Telling the Tooth

 

 

 

            Even though she and her husband lived in a single-room studio apartment during their two years in Ethiopia, our daughter-in-law found it necessary, and quite against her inclination, to employ domestic help.  Without the laborsaving devices for cooking, cleaning and washing that American women take for granted, Sara had no other option if she wanted to continue to teach at the seminary in Addis Ababa.  Since Martha, the maid, spoke no English, Sara had to learn basic Amharic very quickly.  Soon she and Martha had become fast friends and were comparing cultural differences.  (Martha, by the way, is the godmother of my new granddaughter, Rebecca, who – I'm sure you will be interested to know – is the world's cutest, smartest, happiest baby.)
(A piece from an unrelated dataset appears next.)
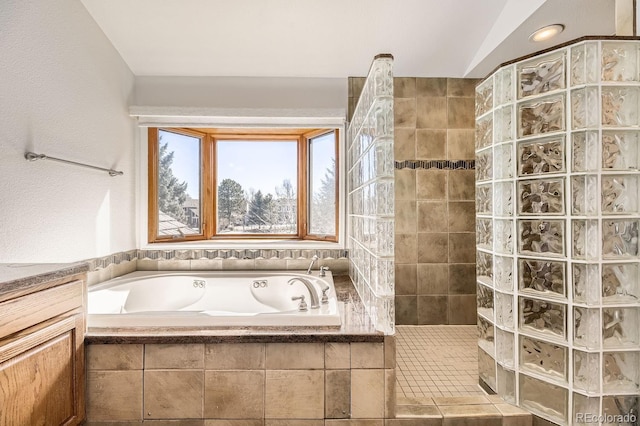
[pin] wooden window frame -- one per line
(208, 189)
            After a strong friendship was forged, Martha explained to Sara that house maids in Ethiopia often assume that one of the perquisites of working for a foreigner is sharing certain possessions.  This sharing includes their mistress's toothbrush.  Later in that week at dinner with long-term missionaries Sara was asked about the cultural surprises she had encountered.  As she concluded the toothbrush story, Sara noticed a horrified expression on the face of her hostess.  The veteran lady missionary had wondered for years why her toothbrush seemed to wear out so much faster in Ethiopia.  When I was a kid we went to the movies every Saturday afternoon to watch the cowboy dentist known as Hopalong Cavity.  Not only could he sing, he always told the whole tooth and nothing but the tooth.

            In my next life I am coming back as a sociologist.  I admire psychologists very much but, while individuals are wonderfully amusing to observe, they are too various to provide useful conclusions for long-term reflection.  For example, on some enchanted evening a guy is minding his own business and gazing idly across a crowded room.  Suddenly his heart is captivated, his breath is taken away, and his brain is fried thin and crispy.  Who can understand the way of an eagle in the sky, a serpent on a rock, or a man with a maid (Proverbs 30:19)?

            However, it would be nice to understand the actions of groups of people, especially behaviors of acceptance and rejection that flow from springs of conviction running deeper than logic.  For years I thought Luther's observation at Marburg in 1529 that the Zwinglians were "of a different spirit" was only an expression of Brother Martin's theological spleen.  I now believe it is a profound insight.  Human beings harbor powerful instincts that are beyond the reach of reason and in some cases beyond the resolution of compromise.  The only successful response to great differences seems to be putting great distances between the contending parties.  I hope the pilgrim band, known as the Presbyterian Church (USA), is not approaching a fork in the Glory Road where their paths must separate.

            After his experiments with "all things in common" (Republic V, 462c), Plato confessed that the distinction between "mine" and "thine" was fixed so deeply in the human psyche that it could not be eliminated.  At some point in every life the conviction obtains, "This belongs to me."  Likewise, the mysterious transmogrification of personal identity into social sodality produces the assertion, "That belongs to us."  My self and my group are obvious realities.  On the other hand, altruism is not an obvious truism.

            When I entered the Presbyterian ministry, the congregational goal was to spend only half the budget locally – calculating the minister's salary as a local expense.  The other half was supposed to go to national and international outreach.  The last figures I saw indicated that the average American congregation today spends 85% of its budget on identifiably first person singular and first person plural causes.

            As a sociologist my first research project after metempsychosis will concern the perceived (or suspected) gap between two groups in the Presbyterian Church, the conservative proponents of evangelism and the liberal proponents of social action.  I will begin by analyzing seminary professors of mission in relation to seminary professors of ethics.  I will not study their books and lectures because in my next life I will realize much sooner just how easy it is to put your mouth where your heart is NOT.  Rather, I will observe their faith and behavior.  In other words, where they put their own blood, sweat, tears, prayers, and money.  I would like to know how much and what kind of evangelism is promoted by ethics professors and how much and what kind of social action is effected by mission professors.

            The big excitement in our family this week is that sharp-eyed grandmother spotted Rebecca's first two teeth breaking through.  Among the Buna people in Ethiopia, telling the tooth is a matter of life or death.  A baby is allowed to live if the lower teeth appear first.  If the upper teeth come in first, she is put to death.  On the conviction that Our Lord loves all the little children of the world, I will ask the two sets of professors what, if anything, American Presbyterians should do about these African babies.